Raschi came up with the novel idea by spitballing with her mother, an assistant physical therapist, as they discussed possible businesses that would be meaningful.
“I was kind of lost in what I wanted my business to be, but I wanted to solve a problem that was relatable. I thought as a young child I felt self-conscious of things I couldn’t change and then I thought about things you need to live day-[to]-day,” said Raschi.
After coming up with Hear Buddies, Raschi spoke with Cathy Bakkensen, affiliated faculty member in the Department of Communication Sciences & Disorder, who teaches aural rehabilitation and works with public and private schools with students who have hearing loss. Fittingly, her expertise is in hearing aids and frequency modulation management.
Bakkensen told Raschi that when the child of one family she worked with would go to their grandparents’ house, the mother would insist on the child removing the hearing aid, because she was embarrassed that the grandparents would look at the child differently.
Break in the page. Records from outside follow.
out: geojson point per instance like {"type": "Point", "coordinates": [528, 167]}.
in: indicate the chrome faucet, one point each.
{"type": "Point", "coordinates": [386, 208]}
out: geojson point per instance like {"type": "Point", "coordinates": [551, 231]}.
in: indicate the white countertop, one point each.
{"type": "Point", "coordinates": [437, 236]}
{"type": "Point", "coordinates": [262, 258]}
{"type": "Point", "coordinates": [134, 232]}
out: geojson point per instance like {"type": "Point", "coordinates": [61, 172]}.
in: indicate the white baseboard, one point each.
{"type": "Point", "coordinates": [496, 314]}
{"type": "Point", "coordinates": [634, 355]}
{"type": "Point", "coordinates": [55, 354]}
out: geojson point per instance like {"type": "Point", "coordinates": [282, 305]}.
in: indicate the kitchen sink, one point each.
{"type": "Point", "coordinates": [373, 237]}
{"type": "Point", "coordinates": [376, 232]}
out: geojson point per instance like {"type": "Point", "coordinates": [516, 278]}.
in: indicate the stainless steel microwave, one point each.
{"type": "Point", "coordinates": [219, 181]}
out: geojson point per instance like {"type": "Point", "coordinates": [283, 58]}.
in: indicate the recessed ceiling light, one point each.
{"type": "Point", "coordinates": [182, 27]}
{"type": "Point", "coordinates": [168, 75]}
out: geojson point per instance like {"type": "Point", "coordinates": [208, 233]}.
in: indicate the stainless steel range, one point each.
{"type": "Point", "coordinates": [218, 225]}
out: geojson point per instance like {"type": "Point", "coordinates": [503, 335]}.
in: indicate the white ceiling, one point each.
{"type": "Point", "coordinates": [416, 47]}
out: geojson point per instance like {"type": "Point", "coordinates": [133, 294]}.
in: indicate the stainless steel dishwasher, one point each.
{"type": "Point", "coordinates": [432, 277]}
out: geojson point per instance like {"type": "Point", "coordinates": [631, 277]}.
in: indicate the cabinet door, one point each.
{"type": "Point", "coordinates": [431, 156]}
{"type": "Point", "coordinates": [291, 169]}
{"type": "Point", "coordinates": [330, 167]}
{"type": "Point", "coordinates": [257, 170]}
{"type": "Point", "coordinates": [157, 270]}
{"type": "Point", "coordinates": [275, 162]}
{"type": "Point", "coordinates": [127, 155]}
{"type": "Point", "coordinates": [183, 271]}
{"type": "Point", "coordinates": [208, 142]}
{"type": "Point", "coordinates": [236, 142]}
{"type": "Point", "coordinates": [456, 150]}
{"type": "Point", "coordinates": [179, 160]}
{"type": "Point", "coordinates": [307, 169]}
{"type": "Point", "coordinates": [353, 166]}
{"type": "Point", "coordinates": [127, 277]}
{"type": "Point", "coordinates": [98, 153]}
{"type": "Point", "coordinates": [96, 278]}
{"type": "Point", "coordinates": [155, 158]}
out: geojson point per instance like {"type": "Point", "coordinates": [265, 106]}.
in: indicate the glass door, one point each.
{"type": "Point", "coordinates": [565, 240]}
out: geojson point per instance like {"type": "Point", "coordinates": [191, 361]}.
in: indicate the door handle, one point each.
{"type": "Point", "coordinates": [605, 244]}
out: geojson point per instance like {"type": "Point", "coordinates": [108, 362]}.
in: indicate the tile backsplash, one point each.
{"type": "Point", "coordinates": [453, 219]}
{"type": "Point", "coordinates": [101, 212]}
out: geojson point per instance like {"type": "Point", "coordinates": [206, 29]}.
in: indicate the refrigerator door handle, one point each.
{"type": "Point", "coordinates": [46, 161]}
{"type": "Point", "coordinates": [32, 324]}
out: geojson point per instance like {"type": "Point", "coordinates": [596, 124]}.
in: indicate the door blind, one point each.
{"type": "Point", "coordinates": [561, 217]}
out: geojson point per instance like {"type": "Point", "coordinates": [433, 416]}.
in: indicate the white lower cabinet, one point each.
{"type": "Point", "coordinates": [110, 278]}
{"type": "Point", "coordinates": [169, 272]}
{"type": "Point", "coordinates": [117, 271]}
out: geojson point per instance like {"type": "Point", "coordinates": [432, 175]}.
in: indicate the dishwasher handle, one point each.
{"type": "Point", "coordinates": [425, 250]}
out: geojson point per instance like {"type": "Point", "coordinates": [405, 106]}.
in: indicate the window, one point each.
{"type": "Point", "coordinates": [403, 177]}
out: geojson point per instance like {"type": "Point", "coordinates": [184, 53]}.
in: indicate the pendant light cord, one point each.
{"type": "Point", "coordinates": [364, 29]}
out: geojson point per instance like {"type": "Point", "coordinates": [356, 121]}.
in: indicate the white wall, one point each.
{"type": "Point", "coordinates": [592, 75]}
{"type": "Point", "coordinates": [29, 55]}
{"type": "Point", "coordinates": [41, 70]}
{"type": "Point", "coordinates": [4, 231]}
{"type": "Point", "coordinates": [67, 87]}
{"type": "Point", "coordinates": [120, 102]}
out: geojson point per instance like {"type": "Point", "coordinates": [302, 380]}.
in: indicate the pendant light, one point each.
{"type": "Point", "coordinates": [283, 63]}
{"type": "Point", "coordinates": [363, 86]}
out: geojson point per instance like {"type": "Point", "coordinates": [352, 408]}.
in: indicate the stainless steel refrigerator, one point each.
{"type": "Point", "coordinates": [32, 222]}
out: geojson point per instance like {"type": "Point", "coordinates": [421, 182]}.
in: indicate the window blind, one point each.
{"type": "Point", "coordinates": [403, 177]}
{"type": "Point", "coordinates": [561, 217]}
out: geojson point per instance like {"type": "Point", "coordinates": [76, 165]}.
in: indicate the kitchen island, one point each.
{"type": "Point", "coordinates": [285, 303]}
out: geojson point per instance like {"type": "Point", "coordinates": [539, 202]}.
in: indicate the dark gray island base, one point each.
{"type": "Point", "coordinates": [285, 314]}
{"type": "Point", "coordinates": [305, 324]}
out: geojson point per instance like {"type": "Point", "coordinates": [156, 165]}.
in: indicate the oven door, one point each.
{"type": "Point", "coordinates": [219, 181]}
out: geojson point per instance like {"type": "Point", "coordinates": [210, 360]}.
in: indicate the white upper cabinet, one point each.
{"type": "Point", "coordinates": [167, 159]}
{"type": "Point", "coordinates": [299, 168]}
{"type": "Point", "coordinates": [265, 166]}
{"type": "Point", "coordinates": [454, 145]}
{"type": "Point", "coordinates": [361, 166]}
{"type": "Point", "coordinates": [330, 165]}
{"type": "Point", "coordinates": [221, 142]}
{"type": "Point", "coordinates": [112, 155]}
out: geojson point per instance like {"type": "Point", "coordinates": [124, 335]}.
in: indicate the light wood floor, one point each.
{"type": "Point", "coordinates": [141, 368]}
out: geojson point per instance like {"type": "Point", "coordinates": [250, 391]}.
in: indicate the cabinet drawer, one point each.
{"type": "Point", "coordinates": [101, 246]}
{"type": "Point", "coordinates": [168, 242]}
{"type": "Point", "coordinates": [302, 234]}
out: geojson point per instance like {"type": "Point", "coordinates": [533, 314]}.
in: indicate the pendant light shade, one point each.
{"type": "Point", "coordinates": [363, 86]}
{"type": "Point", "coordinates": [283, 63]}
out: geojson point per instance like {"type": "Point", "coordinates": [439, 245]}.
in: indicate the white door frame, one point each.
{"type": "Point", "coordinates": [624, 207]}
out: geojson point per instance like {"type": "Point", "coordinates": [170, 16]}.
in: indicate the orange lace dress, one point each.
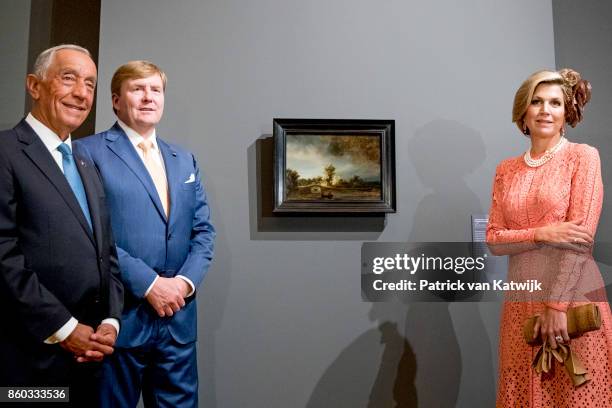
{"type": "Point", "coordinates": [566, 188]}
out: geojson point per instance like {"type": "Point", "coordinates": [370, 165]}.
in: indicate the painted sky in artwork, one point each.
{"type": "Point", "coordinates": [350, 155]}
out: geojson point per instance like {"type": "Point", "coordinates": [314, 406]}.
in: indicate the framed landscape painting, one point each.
{"type": "Point", "coordinates": [334, 165]}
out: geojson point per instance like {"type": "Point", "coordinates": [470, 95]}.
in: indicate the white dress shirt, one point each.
{"type": "Point", "coordinates": [135, 138]}
{"type": "Point", "coordinates": [52, 141]}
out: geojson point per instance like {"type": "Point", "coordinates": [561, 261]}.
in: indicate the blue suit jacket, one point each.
{"type": "Point", "coordinates": [148, 244]}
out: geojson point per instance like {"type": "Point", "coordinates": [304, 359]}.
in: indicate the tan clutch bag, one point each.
{"type": "Point", "coordinates": [580, 319]}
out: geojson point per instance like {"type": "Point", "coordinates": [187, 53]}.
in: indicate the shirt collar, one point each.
{"type": "Point", "coordinates": [135, 137]}
{"type": "Point", "coordinates": [49, 138]}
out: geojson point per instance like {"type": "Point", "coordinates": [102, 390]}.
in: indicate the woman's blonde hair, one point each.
{"type": "Point", "coordinates": [576, 92]}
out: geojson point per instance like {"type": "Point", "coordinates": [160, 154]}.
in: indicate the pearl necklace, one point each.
{"type": "Point", "coordinates": [548, 154]}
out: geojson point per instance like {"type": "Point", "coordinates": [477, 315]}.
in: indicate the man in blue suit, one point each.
{"type": "Point", "coordinates": [160, 219]}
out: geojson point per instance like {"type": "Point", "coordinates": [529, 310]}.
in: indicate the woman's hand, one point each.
{"type": "Point", "coordinates": [568, 233]}
{"type": "Point", "coordinates": [551, 324]}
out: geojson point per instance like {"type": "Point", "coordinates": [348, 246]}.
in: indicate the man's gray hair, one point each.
{"type": "Point", "coordinates": [44, 59]}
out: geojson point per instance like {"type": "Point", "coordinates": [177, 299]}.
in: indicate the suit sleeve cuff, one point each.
{"type": "Point", "coordinates": [63, 332]}
{"type": "Point", "coordinates": [189, 282]}
{"type": "Point", "coordinates": [113, 322]}
{"type": "Point", "coordinates": [151, 286]}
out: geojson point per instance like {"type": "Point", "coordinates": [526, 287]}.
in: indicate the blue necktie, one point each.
{"type": "Point", "coordinates": [74, 179]}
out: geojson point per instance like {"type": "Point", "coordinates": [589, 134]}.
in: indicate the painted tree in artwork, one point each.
{"type": "Point", "coordinates": [330, 171]}
{"type": "Point", "coordinates": [292, 179]}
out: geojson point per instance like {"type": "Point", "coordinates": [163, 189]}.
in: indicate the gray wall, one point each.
{"type": "Point", "coordinates": [583, 41]}
{"type": "Point", "coordinates": [14, 29]}
{"type": "Point", "coordinates": [282, 323]}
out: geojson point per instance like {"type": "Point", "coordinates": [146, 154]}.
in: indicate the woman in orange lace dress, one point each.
{"type": "Point", "coordinates": [550, 197]}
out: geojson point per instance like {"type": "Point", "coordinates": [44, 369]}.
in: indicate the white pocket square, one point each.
{"type": "Point", "coordinates": [191, 178]}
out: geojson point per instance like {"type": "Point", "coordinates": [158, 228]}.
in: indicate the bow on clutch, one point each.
{"type": "Point", "coordinates": [563, 354]}
{"type": "Point", "coordinates": [580, 319]}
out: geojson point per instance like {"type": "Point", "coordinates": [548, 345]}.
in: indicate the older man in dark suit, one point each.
{"type": "Point", "coordinates": [60, 292]}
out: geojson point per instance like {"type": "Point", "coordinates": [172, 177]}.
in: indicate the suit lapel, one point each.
{"type": "Point", "coordinates": [40, 156]}
{"type": "Point", "coordinates": [119, 143]}
{"type": "Point", "coordinates": [172, 175]}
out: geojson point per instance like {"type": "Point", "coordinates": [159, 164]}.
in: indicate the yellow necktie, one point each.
{"type": "Point", "coordinates": [157, 173]}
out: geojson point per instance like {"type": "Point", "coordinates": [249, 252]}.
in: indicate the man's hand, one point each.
{"type": "Point", "coordinates": [80, 344]}
{"type": "Point", "coordinates": [106, 334]}
{"type": "Point", "coordinates": [167, 295]}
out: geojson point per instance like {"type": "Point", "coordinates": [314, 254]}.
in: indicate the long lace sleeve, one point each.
{"type": "Point", "coordinates": [586, 197]}
{"type": "Point", "coordinates": [501, 239]}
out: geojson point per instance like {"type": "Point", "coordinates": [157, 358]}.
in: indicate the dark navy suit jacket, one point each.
{"type": "Point", "coordinates": [148, 243]}
{"type": "Point", "coordinates": [52, 265]}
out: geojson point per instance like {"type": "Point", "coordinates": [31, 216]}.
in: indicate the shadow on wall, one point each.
{"type": "Point", "coordinates": [377, 370]}
{"type": "Point", "coordinates": [265, 225]}
{"type": "Point", "coordinates": [435, 364]}
{"type": "Point", "coordinates": [444, 152]}
{"type": "Point", "coordinates": [212, 298]}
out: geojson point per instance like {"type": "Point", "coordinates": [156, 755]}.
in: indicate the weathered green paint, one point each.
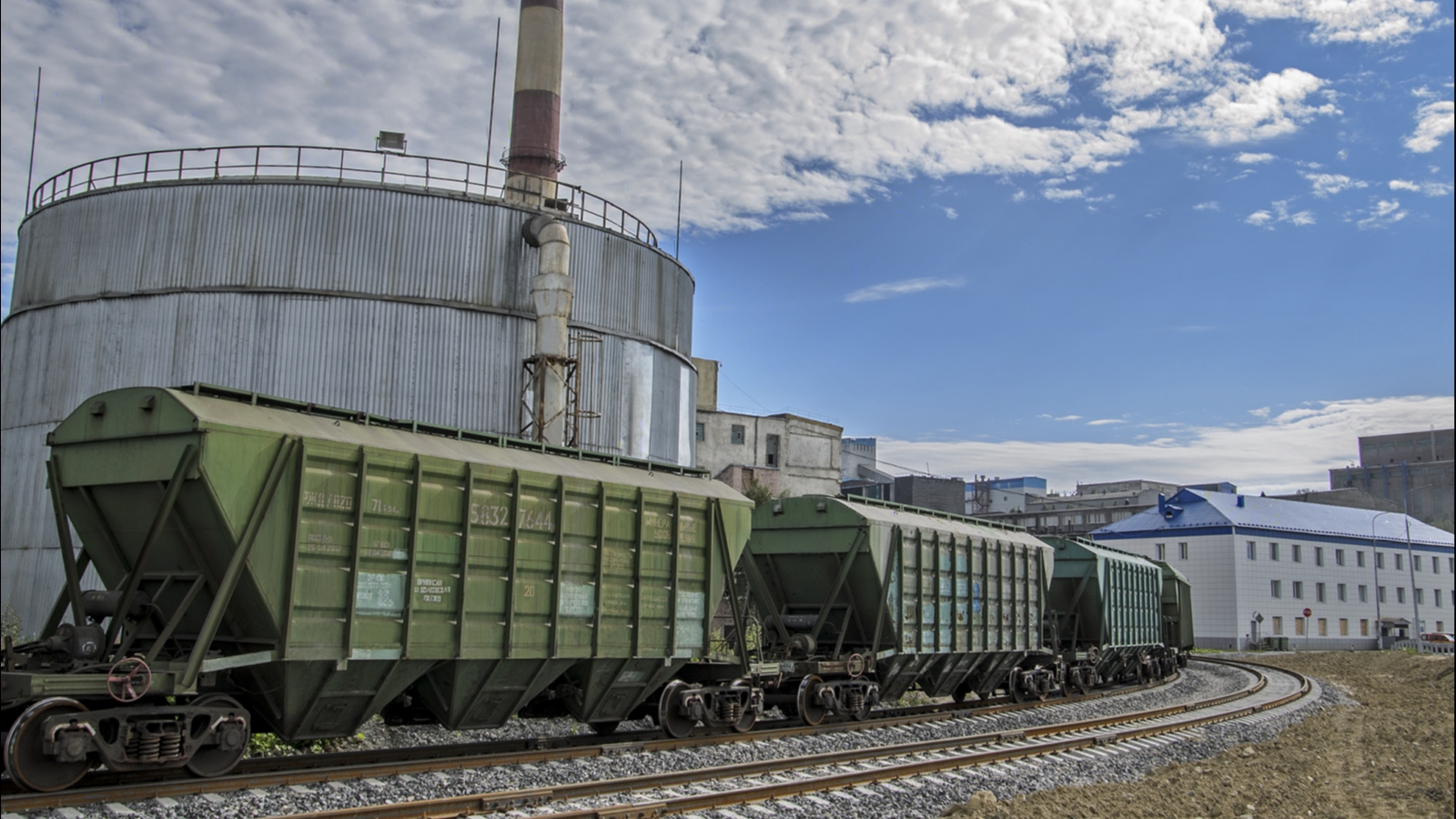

In actuality, it was the mother who looked at the child differently.
“So that has an effect on the kids because they’ll never feel confident,” said Raschi.
And Raschi’s goal is to not hide the aids, but to allow young girls to control what the visible portion of hearing aids looks like. A prettily colored hearing aid actually led to one child wanting to go to the audiologist because she liked her friend’s beautified hearing aid, said Raschi of a story that was recounted while researching Hear Buddies.
While Raschi wasn’t able to work with actual hearings aids (they cost about $1,500), Raschi was able to produce one using the 3D printer in the Engagement Lab.
And already, Raschi has won praise for Hear Buddies, having won an EVVY for Outstanding Business Startup.
Raschi said Hear Buddies’ business plan is to continue to work with audiologists to create something the industry supports. Racschi would also like to continue visiting and working with the Thayer Lindsley Family-Centered Program for Deaf and Hard of Hearing Infants and Toddlers, which meets every Tuesday for toddlers with hearing loss to do different exercises and do one-on-one training.
Then Raschi will get materials and create a prototype and create a product that is not expensive.
“As a parent with child with hearing loss you have extra costs, you want to make sure that what you’re buying is safe,” said Raschi.
The E3 Expo is on Friday, April 26 at the Bill Bordy Theater from 12:30 to 4:30 pm.